Ce qu’il reste de la Montreal, Maine and Atlantic Railway (MMA) pourrait être vendu d’ici la fin de l’année, et il y a de l’intérêt, affirme l’administrateur judiciaire qui s’occupe des activités américaines de la compagnie.

 

« Il y a un processus de vente qui est déjà entamé. Nous discutons avec des parties intéressées », a dit un avocat de Portland, Robert Keach, lors d’un entretien jeudi avec l’agence Associated Press.

 

Il n’a dévoilé aucun nom, mais dit que « plusieurs » personnes ont manifesté de l’intérêt. « Tous pensent que ça devrait et peut être complété d’ici la fin de l’année. »

 

Quelques semaines après le déraillement du convoi pétrolier qui a tué 47 personnes à Lac-Mégantic, la MMA, basée dans le Maine et contrôlée par une société de Chicago dénommée Rail World, a demandé aux tribunaux la protection contre ses créanciers. Compte tenu de l’ampleur des obligations et de la faiblesse des ressources financières, l’objectif est de maintenir les activités de la compagnie de manière à susciter l’intérêt d’acheteurs potentiels.

 

Liquidités moindres que prévu

 

En sol canadien, la compagnie détient une police d’assurance de 25 millions, mais le coût de décontamination et de nettoyage est évalué à 200 millions, selon la requête déposée en Cour supérieure du Québec au mois d’août. Sans compter les poursuites découlant de l’accident. Québec a déjà promis une enveloppe de 60 millions pour aider à la réhabilitation de la ville, ce qui comprend une aide financière destinée à la délocalisation de commerces et d’établissements. Le gouvernement fédéral a aussi engagé 60 millions.

 

Les livres de la MMA - ce qui comprend les activités canadiennes et américaines - ne sont pas dans un état reluisant. Dans un rapport du syndic Richter déposé le 3 septembre en Cour supérieure (district de Saint-François), on affirme que les liquidités globales de la compagnie auraient dû tourner autour de 1 million au 23 août.

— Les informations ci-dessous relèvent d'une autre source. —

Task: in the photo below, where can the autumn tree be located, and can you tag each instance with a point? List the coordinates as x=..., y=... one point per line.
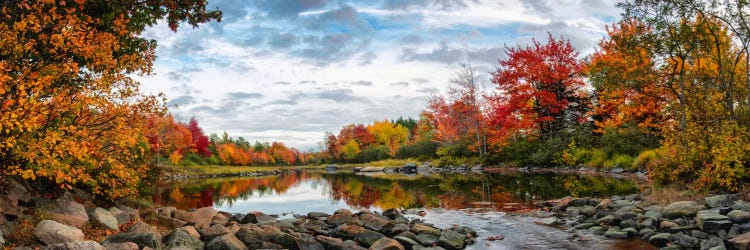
x=389, y=134
x=69, y=111
x=540, y=90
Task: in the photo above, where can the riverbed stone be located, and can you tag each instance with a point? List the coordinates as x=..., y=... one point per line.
x=739, y=216
x=682, y=209
x=386, y=244
x=451, y=240
x=180, y=239
x=76, y=245
x=52, y=232
x=721, y=200
x=425, y=229
x=65, y=211
x=616, y=233
x=225, y=242
x=258, y=218
x=660, y=240
x=367, y=237
x=337, y=244
x=711, y=221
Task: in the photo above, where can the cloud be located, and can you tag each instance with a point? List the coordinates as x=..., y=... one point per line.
x=449, y=54
x=362, y=83
x=181, y=101
x=284, y=40
x=243, y=95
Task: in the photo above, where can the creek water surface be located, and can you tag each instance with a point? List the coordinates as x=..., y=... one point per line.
x=487, y=202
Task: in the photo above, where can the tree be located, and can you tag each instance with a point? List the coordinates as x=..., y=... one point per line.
x=69, y=111
x=389, y=134
x=540, y=90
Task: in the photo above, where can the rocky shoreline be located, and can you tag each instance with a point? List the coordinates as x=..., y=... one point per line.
x=717, y=222
x=73, y=222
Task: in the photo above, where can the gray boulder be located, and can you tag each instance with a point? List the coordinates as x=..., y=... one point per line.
x=52, y=232
x=682, y=209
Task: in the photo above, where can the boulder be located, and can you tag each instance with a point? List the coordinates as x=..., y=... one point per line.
x=120, y=246
x=216, y=230
x=659, y=240
x=202, y=217
x=425, y=229
x=376, y=223
x=682, y=209
x=368, y=237
x=182, y=239
x=741, y=241
x=225, y=242
x=711, y=221
x=104, y=218
x=151, y=238
x=65, y=211
x=337, y=244
x=52, y=232
x=386, y=244
x=724, y=200
x=258, y=218
x=739, y=216
x=76, y=245
x=451, y=240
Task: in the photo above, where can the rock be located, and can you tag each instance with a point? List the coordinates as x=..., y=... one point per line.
x=65, y=211
x=368, y=237
x=348, y=231
x=739, y=216
x=258, y=218
x=427, y=239
x=125, y=214
x=407, y=242
x=104, y=218
x=171, y=223
x=451, y=240
x=202, y=217
x=682, y=209
x=316, y=215
x=152, y=238
x=253, y=235
x=182, y=239
x=711, y=221
x=76, y=245
x=336, y=243
x=121, y=246
x=52, y=232
x=721, y=200
x=425, y=229
x=616, y=233
x=386, y=244
x=376, y=223
x=659, y=240
x=667, y=224
x=225, y=242
x=598, y=230
x=216, y=230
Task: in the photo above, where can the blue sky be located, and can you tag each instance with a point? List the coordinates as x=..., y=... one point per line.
x=289, y=70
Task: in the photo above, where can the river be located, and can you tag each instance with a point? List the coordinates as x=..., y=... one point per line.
x=488, y=202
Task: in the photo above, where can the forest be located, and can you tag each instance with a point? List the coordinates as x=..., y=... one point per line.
x=666, y=90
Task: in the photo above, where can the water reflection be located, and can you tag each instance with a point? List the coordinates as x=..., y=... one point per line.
x=303, y=192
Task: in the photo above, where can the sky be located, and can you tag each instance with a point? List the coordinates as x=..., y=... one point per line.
x=289, y=70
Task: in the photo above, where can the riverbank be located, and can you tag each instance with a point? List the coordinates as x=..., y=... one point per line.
x=73, y=221
x=715, y=222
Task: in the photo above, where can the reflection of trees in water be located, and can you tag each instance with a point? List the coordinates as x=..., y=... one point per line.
x=502, y=191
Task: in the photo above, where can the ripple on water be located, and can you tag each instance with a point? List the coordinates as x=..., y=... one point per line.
x=520, y=231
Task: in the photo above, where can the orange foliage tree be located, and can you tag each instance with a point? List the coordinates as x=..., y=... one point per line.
x=69, y=112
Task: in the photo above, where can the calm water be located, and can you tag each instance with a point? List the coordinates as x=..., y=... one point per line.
x=478, y=200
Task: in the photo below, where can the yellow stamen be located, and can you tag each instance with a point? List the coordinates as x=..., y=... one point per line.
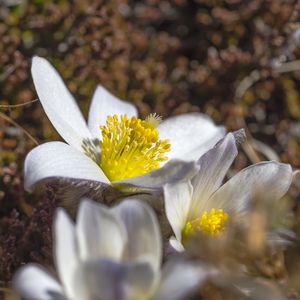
x=210, y=223
x=130, y=147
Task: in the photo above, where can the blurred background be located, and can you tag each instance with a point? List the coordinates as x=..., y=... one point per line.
x=236, y=60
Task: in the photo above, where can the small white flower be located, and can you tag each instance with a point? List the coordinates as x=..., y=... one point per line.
x=110, y=254
x=204, y=204
x=131, y=151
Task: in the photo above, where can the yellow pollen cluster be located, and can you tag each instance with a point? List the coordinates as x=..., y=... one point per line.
x=211, y=223
x=130, y=147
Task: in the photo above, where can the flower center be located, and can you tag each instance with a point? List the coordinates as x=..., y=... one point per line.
x=210, y=223
x=131, y=146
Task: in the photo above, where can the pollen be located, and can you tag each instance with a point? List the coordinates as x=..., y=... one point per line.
x=131, y=147
x=210, y=223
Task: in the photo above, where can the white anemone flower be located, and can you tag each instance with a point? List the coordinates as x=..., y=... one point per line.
x=114, y=146
x=204, y=204
x=109, y=254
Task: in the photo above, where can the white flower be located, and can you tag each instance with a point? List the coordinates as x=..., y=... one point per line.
x=110, y=254
x=205, y=204
x=132, y=163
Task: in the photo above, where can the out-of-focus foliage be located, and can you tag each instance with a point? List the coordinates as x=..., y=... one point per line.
x=236, y=60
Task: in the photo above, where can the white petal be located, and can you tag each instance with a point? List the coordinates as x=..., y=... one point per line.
x=190, y=135
x=171, y=172
x=57, y=159
x=214, y=165
x=33, y=282
x=180, y=278
x=175, y=244
x=66, y=256
x=110, y=280
x=58, y=103
x=99, y=232
x=105, y=104
x=266, y=180
x=144, y=238
x=178, y=198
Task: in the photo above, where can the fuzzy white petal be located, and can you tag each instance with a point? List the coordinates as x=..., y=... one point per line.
x=171, y=172
x=214, y=165
x=177, y=204
x=58, y=103
x=57, y=159
x=190, y=135
x=179, y=278
x=175, y=244
x=144, y=236
x=266, y=180
x=105, y=104
x=33, y=282
x=66, y=256
x=99, y=232
x=110, y=280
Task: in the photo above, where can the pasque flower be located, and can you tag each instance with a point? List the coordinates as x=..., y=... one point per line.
x=115, y=146
x=204, y=204
x=109, y=254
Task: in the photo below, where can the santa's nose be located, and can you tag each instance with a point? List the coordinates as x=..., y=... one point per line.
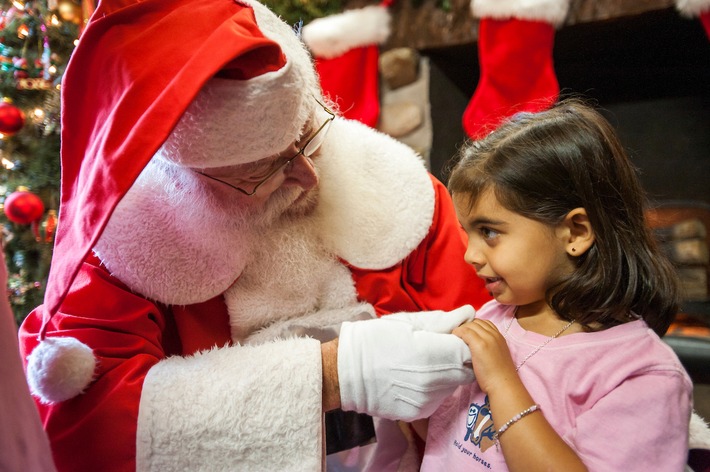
x=301, y=172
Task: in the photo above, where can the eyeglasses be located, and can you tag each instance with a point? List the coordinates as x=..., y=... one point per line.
x=260, y=174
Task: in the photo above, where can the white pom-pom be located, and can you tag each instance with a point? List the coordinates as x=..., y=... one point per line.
x=59, y=369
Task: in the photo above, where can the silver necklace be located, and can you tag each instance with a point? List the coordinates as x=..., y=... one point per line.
x=537, y=349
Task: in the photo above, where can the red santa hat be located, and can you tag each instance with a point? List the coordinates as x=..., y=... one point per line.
x=696, y=8
x=346, y=51
x=162, y=57
x=515, y=41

Ce n’est pas le cas, puisque dans les faits, le solde de l’encaisse se chiffrait plutôt à 200 000 $.

 

Entre autres, les finances ont été affectées par un écart négatif de 1 million « à l’égard des encaissements, qui découle de retenues de paiements par de nombreux clients à la suite du déraillement, ainsi que d’un déficit au niveau des revenus », indique le rapport.

 

Réseau coupé en deux

 

La compagnie exploite un chemin de fer de 820 kilomètres au Québec et dans le Maine, mais la rupture à Lac-Mégantic coupe le réseau en deux. Le convoi qui a déraillé le 6 juillet contenait du pétrole brut du Dakota du Nord destiné à la raffinerie d’Irving, à Saint-Jean (Nouveau-Brunswick). Le transport de pétrole, qui connaît une popularité croissante depuis deux ans, représentait pour la compagnie une façon rapide d’augmenter ses revenus.

 

Après avoir d’abord décidé de suspendre son permis le 20 août pour cause d’assurances insuffisantes, l’Office des transports du Canada s’est ravisé et a permis à la MMA de poursuivre ses activités jusqu’au 1er octobre. La MMA « a informé l’OTC du fait que durant la période, elle chercherait à conclure une entente avec un tiers qui agirait à titre d’exploitant intérimaire et prendrait en charge ses activités jusqu’au moment de la vente des actifs », ajoute le rapport de Richter.